GELECEK PARTİSİ’NDEN HENÜZ TALEP GELMEDİ
Yakın zamanda tüm partileri ziyaret edeceklerini açıklayan Gelecek Partisi Genel Başkanı Ahmet Davutoğlu’ndan partilerine görüşme talebi gelip gelmediği sorulan Sancar, henüz bu yönlü bir talep almadıklarını açıklayıp, “Gelince zaten değerlendirip, cevabımızı vereceğiz” dedi.
Sancar’a gündemdeki yeni Anayasa tartışmaları ve muhalefet partilerinin bu konuda bir araya geldiği yönündeki iddialar da soruldu.
‘YENİ ANAYASA ARAYIŞLARININ İTİBARSIZLAŞTIRILMASINI REDDEDİYORUZ’
Sancar’ın bu soruya yanıtı; “Arkadaşlarımız orada neler yaşandığını, bu spekülasyon konusu yapılan toplantıları anlattılar. Önemli olan şudur. Anayasa dediğimiz şey, bir toplumsal sözleşmedir. Toplumun en geniş kesimlerinin katılmasıyla hazırlanmalıdır.
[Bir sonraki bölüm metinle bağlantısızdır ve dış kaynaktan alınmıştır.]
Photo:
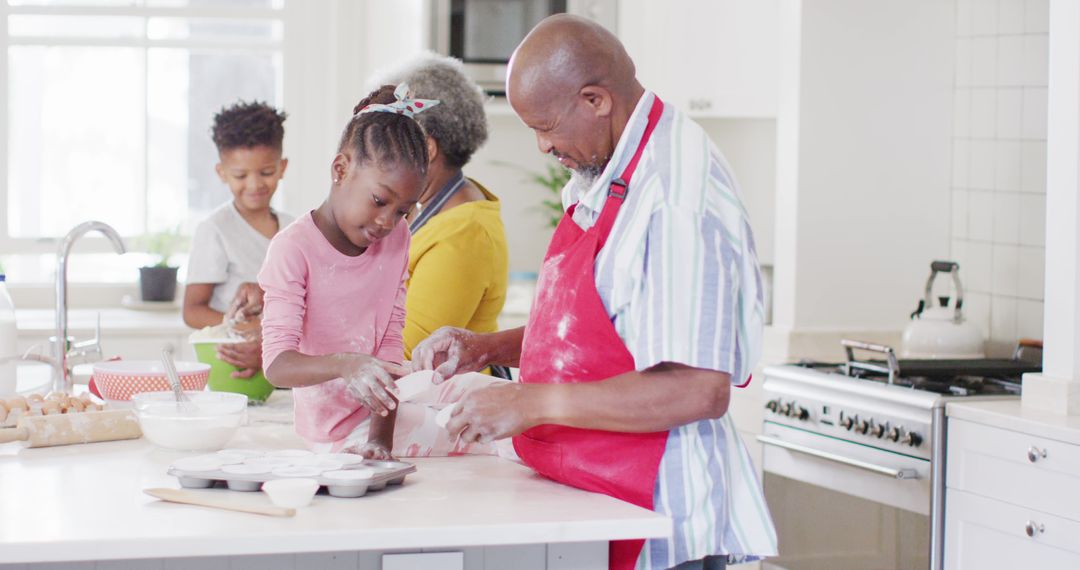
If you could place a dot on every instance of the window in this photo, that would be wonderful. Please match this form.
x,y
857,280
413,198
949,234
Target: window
x,y
107,107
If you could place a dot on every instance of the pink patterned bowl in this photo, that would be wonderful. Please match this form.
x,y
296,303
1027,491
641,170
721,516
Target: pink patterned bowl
x,y
119,380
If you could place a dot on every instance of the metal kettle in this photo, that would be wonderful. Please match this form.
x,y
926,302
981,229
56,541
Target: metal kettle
x,y
942,331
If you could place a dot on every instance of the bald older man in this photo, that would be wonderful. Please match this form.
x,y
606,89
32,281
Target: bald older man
x,y
648,309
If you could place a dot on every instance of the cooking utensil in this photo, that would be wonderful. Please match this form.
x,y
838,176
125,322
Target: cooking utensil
x,y
211,425
183,403
942,331
205,342
214,500
45,431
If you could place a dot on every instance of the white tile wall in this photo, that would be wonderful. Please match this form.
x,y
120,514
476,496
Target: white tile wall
x,y
999,170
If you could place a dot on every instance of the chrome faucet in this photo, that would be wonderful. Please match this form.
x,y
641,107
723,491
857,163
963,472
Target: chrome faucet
x,y
85,351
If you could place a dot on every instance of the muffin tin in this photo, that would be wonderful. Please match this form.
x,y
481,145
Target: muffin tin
x,y
246,470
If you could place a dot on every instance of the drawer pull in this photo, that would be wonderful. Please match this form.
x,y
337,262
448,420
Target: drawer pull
x,y
1034,528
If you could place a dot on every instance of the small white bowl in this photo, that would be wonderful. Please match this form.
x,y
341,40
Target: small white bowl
x,y
291,492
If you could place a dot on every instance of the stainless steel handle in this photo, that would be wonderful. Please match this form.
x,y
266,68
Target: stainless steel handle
x,y
894,473
892,367
1034,528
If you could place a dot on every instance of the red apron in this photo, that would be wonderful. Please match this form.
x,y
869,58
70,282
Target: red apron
x,y
570,338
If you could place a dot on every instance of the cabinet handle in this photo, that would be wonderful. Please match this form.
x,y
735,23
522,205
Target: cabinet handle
x,y
1034,528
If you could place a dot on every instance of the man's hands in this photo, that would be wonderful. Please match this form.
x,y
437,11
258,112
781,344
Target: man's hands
x,y
450,351
497,411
Gündeme getirilen o toplantıda bir Anayasa çalışmasının söz konusu olmadığını taraflar açıkladılar. Fakat olabilir de. Muhalefetteki 4 partinin değil, olabilecek en geniş katılımla anayasa tartışmalarının yürütülmesini doğru ve gerekli buluyoruz. Bu olay üzerinden kapsamlı ve geniş katılımlı Anayasa arayışlarının itibarsızlaştırılmasını reddediyoruz. 2011’de TBMM’de grubu bulunan bütün partilerin eşit katılımıyla bir anayasa yapım çalışması yürütülüyordu. Yapılması gereken bunun ötesine geçmektir. Anayasa yapım süreci ile ilgili temel ilkelerinin en geniş katılımla yapılması çağrısını şimdi de yapıyoruz, geçmişte de yaptık. Ben hiçbir muhalefet partisinin bu manipülasyonlara prim vermemesini özellikle bekliyorum. Bu tartışmaların amacı elbette belli partilerin içinde sorunlar yaratmak olabilir. Fakat meselenin kendisi bunun çok ötesine geçen önümüzdeki dönem demokrasi, hukuk devleti ve adalet konularının daha geniş bir muhalif platformun oluşturulması ihtiyacıdır. Asıl ihtiyaç budur. Bunun karşılanması için sözü edilen toplantının daha somutlaştırılmış ve genişletilmiş halinin yapılması lazım. Bunun dışında yapılan spekülasyonları ve operasyonları çok fazla büyütmemek ve ciddiye almamak lazım. Asıl ihtiyacın belirttiğim çerçevede tartışılması lazım. Çağrımız bundan ibarettir” şeklinde oldu.